La dégénérescence maculaire liée à l’âge (DMLA) sèche est de loin la première cause d’atrophie maculaire à l’origine d’une baisse d’acuité visuelle sévère uni- ou bilatérale en cas d’atteinte fovéale. Cependant, il ne faut pas méconnaître ses principaux diagnostics différentiels, plus rares, pour lesquels il existe une prise en charge spécifique. Chez un patient présentant une atrophie maculaire, il convient de mener un interrogatoire policier afin d’orienter correctement le diagnostic étiologique : histoire familiale, âge de survenue des symptômes, réfraction, troubles visuels associés (anomalies du champ visuel, héméralopie, photophobie), prise de rétinotoxiques (antipaludéens de synthèse, tamoxifène, etc.).
Cas clinique 1
M. B., né en 1948, aux antécédents de DMLA atrophique, consulte pour une baisse d’acuité visuelle (BAV) progressive bilatérale sans métamorphopsie, associée à un trouble d’adaptation à l’obscurité.
Figure 1A. Le fond d’œil révèle une atrophie maculaire polycylique d’axe vertical, associée à une dégénérescence pavimenteuse circonférentielle périphérique. L’imagerie en autofluorescence en lumière bleue (BAF) permet de mieux visualiser les plages d’atrophie maculaire multiples confluentes hypo-autofluorescentes associées à des pseudo-drusen réticulés le long des arcades temporales. Figure 1B. En OCT Spectral Domain (OCT-SD), il existe une irrégularité, voire une disparition des couches hyperréflectives externes des photorécepteurs et de la couche nucléaire externe de la région maculaire, avec une préservation rétrofovéale expliquant l’acuité visuelle relativement bien conservée. L’OCT confirme également la présence de pseudo-drusen réticulés hyperréflectifs en dôme en avant de la couche de l’épithélium pigmentaire (flèche).

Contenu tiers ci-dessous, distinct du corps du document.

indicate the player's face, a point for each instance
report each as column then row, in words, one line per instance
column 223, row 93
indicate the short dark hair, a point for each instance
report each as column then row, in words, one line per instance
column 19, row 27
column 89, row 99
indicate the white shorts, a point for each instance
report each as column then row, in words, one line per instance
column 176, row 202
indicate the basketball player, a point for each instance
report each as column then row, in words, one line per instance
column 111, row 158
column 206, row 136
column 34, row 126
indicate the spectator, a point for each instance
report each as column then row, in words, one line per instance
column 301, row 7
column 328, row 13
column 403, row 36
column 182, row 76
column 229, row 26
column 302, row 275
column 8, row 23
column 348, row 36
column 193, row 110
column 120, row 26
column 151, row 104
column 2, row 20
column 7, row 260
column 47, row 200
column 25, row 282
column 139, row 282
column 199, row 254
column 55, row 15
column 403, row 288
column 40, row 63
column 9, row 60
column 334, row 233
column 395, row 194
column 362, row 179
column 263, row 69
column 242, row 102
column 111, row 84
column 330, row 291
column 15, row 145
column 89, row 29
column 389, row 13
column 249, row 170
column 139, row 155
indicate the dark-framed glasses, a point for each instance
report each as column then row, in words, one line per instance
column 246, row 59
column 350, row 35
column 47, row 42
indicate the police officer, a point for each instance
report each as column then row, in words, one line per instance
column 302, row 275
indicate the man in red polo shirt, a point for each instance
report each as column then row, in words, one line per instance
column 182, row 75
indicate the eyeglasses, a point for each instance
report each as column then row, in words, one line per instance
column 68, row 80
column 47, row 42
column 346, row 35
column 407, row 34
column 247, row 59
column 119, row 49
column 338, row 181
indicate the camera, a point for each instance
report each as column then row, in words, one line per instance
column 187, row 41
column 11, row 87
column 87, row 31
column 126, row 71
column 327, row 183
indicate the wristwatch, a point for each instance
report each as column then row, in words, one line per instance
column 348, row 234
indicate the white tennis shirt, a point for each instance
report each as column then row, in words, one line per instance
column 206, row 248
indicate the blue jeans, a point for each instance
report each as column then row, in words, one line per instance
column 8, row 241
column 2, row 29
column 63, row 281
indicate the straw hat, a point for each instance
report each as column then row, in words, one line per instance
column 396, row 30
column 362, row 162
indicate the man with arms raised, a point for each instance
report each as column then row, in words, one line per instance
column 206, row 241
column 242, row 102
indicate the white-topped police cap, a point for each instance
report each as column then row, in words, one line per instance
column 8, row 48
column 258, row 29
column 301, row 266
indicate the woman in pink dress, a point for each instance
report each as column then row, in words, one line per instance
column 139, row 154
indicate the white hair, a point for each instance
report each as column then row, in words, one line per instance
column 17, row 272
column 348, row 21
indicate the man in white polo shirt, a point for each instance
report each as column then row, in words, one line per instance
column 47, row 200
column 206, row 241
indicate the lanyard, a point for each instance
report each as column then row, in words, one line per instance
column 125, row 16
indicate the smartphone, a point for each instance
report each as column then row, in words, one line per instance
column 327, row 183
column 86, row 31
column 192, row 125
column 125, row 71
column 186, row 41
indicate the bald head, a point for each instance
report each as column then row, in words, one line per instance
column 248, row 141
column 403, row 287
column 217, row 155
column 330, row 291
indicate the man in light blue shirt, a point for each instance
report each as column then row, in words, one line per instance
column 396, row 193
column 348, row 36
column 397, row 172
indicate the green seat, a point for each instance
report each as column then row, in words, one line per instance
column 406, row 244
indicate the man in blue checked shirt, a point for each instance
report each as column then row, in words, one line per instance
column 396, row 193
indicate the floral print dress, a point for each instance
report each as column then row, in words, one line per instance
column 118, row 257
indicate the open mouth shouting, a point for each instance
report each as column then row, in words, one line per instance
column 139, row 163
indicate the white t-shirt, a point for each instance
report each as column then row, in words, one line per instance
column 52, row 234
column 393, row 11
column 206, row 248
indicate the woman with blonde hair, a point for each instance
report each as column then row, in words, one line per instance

Son acuité visuelle est mesurée à 0,63 P3 avec (-0,75) 80° addition +2,75 à droite et 0,8 P2 avec -0,75 (-0,75) 160° addition +2,75 à gauche. L’examen du segment antérieur montre un cristallin clair aux 2 yeux.
Le champ visuel cinétique de Goldmann retrouve un scotome central absolu bilatéral dans les 20° centraux, avec préservation des isoptères périphériques. L’électrorétinogramme (ERG) global révèle une dysfonction mixte modérée de l’électrogénèse rétinienne globale.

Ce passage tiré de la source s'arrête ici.